Most of these have been start-ups by companies established in
other, associated sectors, notably construction and engineering,
which are already large and already offer transferable services.
However, the number of new entrants has slowed since 2003.
The most
significant acquisition in recent years has been Carillion’s
acquisition of Mowlem, which was completed in February
2006, with MITIE, ISS and Interserve also
currently on the acquisition trail. A number of companies have
also undergone re-positioning, re-structuring or re-branding
programmes, including Kier, Vinci, Jarvis, Rentokil
Initial and AWG.
The largest
FM contractors in terms of estimated support service turnover
include; Serco, Morrison
Support Services, ISS, MITIE, Rentokil
Initial, Interservefm, OCS Group, Carillion Services, Alfred
McAlpine Business Services
and Haden Building Management.
Market
growth rates are expected to remain at 4-5% until 2009 and be
slightly higher towards the end of the forecast period, as a
result of a number of PFI projects signed in 2004/2005 becoming
operational. Over the next few years, the main areas of growth
will be in the public sector, with reasonable growth prospects
in the defence, home affairs, health and education sectors.

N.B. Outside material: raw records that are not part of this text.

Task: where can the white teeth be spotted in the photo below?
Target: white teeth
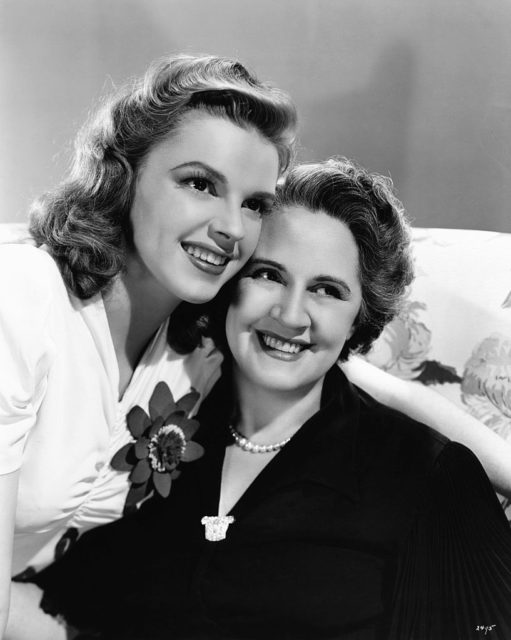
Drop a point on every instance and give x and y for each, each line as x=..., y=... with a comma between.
x=281, y=345
x=205, y=256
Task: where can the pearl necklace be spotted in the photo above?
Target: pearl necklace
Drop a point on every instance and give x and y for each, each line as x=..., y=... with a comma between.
x=245, y=444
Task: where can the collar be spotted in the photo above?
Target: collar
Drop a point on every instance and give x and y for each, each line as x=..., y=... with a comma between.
x=324, y=449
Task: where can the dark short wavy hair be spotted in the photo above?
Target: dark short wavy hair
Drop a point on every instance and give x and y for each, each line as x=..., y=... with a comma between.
x=366, y=203
x=84, y=223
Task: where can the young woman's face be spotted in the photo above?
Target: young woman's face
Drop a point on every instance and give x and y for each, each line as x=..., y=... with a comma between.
x=296, y=301
x=199, y=199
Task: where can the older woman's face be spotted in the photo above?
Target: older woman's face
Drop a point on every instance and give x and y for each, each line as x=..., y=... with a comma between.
x=198, y=204
x=296, y=302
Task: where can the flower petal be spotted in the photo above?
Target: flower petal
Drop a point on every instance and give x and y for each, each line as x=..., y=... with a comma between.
x=155, y=427
x=138, y=421
x=188, y=401
x=162, y=483
x=135, y=495
x=124, y=459
x=141, y=472
x=193, y=451
x=140, y=448
x=162, y=401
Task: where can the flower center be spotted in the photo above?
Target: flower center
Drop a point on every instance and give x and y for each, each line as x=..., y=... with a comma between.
x=166, y=448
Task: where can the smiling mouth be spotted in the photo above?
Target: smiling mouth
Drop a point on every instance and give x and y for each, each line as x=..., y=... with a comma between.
x=205, y=255
x=282, y=348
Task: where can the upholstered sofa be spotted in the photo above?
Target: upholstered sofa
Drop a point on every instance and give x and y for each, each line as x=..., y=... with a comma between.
x=454, y=333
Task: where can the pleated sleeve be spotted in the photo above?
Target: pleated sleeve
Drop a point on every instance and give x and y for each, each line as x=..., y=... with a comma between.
x=25, y=345
x=454, y=575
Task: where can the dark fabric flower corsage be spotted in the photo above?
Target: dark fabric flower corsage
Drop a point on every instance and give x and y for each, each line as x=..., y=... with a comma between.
x=162, y=441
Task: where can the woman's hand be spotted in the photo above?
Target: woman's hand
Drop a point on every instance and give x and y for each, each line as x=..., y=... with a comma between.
x=27, y=621
x=427, y=406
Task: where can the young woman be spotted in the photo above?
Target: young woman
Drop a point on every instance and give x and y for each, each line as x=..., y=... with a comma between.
x=171, y=180
x=164, y=204
x=315, y=512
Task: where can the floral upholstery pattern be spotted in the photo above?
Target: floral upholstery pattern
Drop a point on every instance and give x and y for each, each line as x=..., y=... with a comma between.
x=454, y=331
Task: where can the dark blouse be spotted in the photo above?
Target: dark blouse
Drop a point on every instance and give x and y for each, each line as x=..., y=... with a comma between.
x=366, y=525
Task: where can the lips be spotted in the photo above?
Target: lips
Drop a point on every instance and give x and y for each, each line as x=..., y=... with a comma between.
x=280, y=347
x=205, y=258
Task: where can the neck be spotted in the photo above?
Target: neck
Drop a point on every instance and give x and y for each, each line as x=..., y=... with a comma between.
x=136, y=306
x=267, y=415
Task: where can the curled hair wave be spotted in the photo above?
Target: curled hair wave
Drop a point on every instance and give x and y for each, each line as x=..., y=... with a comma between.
x=367, y=204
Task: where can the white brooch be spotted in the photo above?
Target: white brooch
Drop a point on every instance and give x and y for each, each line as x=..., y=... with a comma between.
x=216, y=527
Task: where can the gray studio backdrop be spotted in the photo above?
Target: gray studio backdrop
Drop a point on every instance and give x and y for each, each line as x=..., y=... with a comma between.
x=418, y=89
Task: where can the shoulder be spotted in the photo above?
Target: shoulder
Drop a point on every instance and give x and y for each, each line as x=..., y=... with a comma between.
x=389, y=439
x=32, y=272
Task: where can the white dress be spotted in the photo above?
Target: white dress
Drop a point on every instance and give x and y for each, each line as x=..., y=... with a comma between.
x=60, y=418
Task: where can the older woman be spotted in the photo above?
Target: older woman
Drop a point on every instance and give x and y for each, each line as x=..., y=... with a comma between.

Corporate sub- sectors with scope for growth include retail and
leisure, particularly bearing in mind the likely impact of the
Olympic building programme in the longer term.
However, in
the longer term there are significant growth prospects in less
mature sectors such as local authority leisure, private sector
leisure and waste management. As a result of the government’s
decision to procure only larger scale programmes through the PFI
route, and its recommendation that soft services are excluded
from PFI contracts, focus is expected to shift to alternative
programmes, partnering arrangements and frameworks, a number of
which are currently being developed.